Say $\Omega\subset\mathbb{R}^3$ is a bounded, connected domain with smooth boundary. Consider the initial-boundary value problem \begin{align} \partial_t u&=\Delta u \text{ for } x\in\Omega, t>0\\ u(t,x)_{|\partial\Omega}&=\gamma(x)>0\\ u(0,x)&=g\in C^\infty(\bar\Omega), g\ge 0 \end{align} I will also go ahead and assume that $g_{|\partial\Omega}=\gamma(x)$. Then the problem has a unique solution $u$ and due to the maximum principle, we know that \begin{align} \inf g\le u(x,t)\le \sup g \quad (MP) \end{align} for all $x\in\bar\Omega$ and $t\ge 0$. However, we know from an energy method argument that in fact, if $u^*$ is the unique harmonic function that satisfies $u^*_{|\partial\Omega}=\gamma(x)$, then \begin{align} \|u(t)-u^*\|_{L^2(\Omega)}\to 0 \end{align} exponentially in time. In fact, by bootstrapping to obtain bounds on higher derivatives of $u$, we can obtain \begin{align} \|u(t)-u^*\|_{L^\infty}\to 0\quad (*) \end{align} Then an immediate consequence of the fact that $u^*$ satisfies (because $u^*$ is harmonic) \begin{align} \inf \gamma\le u^*\le \sup \gamma \end{align} is that for any $\delta>0$, we can choose $T=T(\delta)$ so that for all $t\ge T$ we have \begin{align} \inf \gamma-\delta\le u(t,x)\le \sup \gamma+\delta \quad(**) \end{align} Of course, the above is trivially true (due to (MP)) if $[\inf g,\sup g]=[\inf\gamma,\sup\gamma]$, so let's think of initial conditions such that $\sup g>\sup\gamma$ and/or $\inf g<\inf\gamma$. Now my question is the following: is there a way to obtain the conclusion (**) without appealing to $L^p$/Sobolev bounds on higher derivatives?

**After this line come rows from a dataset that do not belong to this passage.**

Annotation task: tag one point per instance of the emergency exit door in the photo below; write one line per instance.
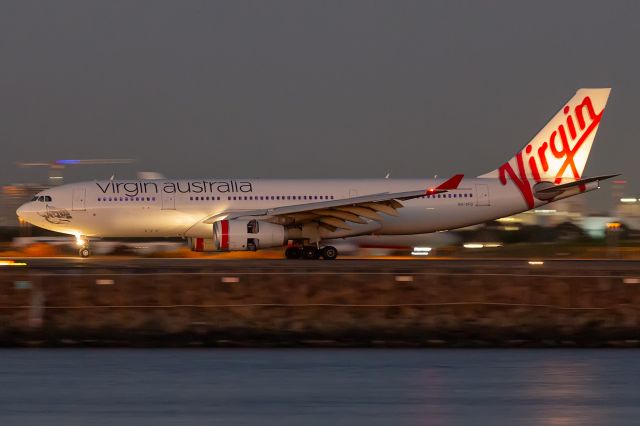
(168, 201)
(78, 202)
(482, 195)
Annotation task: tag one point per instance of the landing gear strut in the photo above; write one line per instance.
(329, 253)
(311, 252)
(84, 251)
(293, 252)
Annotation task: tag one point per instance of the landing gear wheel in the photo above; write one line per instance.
(329, 253)
(310, 253)
(293, 253)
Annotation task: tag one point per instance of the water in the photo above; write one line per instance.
(319, 387)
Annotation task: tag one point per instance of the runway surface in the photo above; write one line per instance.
(358, 266)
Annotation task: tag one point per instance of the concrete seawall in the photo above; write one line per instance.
(412, 305)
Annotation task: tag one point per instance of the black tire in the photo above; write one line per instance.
(310, 253)
(329, 253)
(293, 253)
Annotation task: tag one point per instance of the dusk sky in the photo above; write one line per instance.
(309, 89)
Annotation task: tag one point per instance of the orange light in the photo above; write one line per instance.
(11, 263)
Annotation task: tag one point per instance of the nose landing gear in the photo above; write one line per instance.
(84, 251)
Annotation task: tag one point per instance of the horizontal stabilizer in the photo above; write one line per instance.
(565, 186)
(449, 184)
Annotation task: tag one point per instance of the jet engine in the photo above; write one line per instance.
(241, 235)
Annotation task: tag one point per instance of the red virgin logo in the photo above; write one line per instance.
(552, 158)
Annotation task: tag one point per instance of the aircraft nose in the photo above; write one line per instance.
(21, 211)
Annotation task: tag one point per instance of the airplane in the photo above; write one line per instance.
(302, 214)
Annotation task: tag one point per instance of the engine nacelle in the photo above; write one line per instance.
(237, 235)
(202, 244)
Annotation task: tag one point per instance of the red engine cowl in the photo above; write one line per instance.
(240, 235)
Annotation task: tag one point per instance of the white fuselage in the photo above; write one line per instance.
(178, 208)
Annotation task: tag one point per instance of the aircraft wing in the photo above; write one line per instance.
(334, 214)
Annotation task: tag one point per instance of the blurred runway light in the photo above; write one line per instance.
(11, 263)
(421, 251)
(473, 245)
(22, 285)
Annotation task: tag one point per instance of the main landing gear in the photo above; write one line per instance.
(84, 250)
(311, 252)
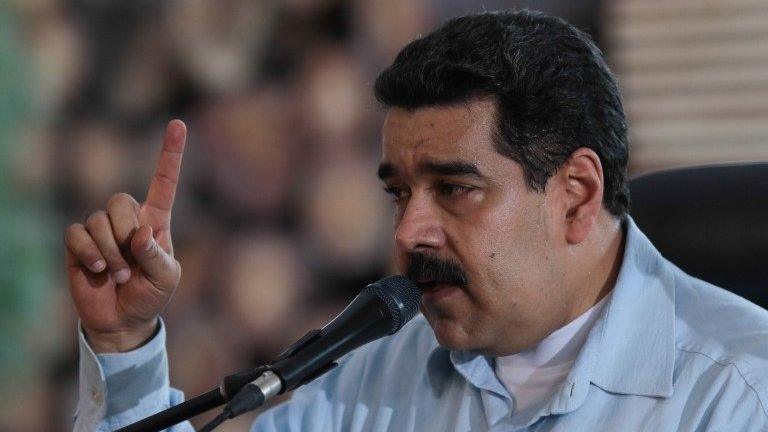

To elaborate, through energy methods, we can obtain for example $\|u(t)-u^*\|_{H^2(\Omega)}\to 0$, from which (*) follows, due to $H^2(\Omega)\subset L^\infty(\Omega)$.
I suppose the question is motivated by the fact that a rather simple maximum principle gives the bounds (MP), but more machinery seems to be needed to prove (**), and it feels slightly overkill. So wondering if it doesn't have to be that way.
I was thinking, an application of Harnack's inequality (or the strong max principle) implies that if $\sup g> \sup \gamma$, then the quantity $M(t)=\sup_x u(t,x)$ must be strictly decreasing until for some $t^*$ we have $M(t^*)=\sup\gamma$, at which point we have $M(t)=\sup\gamma$ for all $t\ge t^*$ (of course, in general, such $t^*$ probably doesn't even need to exist). However the fact that $M(t)$ strictly decreases does not imply that $M(T)\le\sup\gamma+\delta$ for some $T$ large enough, as, for example $M(t)$ might be asymptotically bounded below by $\sup\gamma+2\delta$ while still strictly decreasing. Of course, we know from the energy method argument that this is not the case. But...any "simpler" way to see it?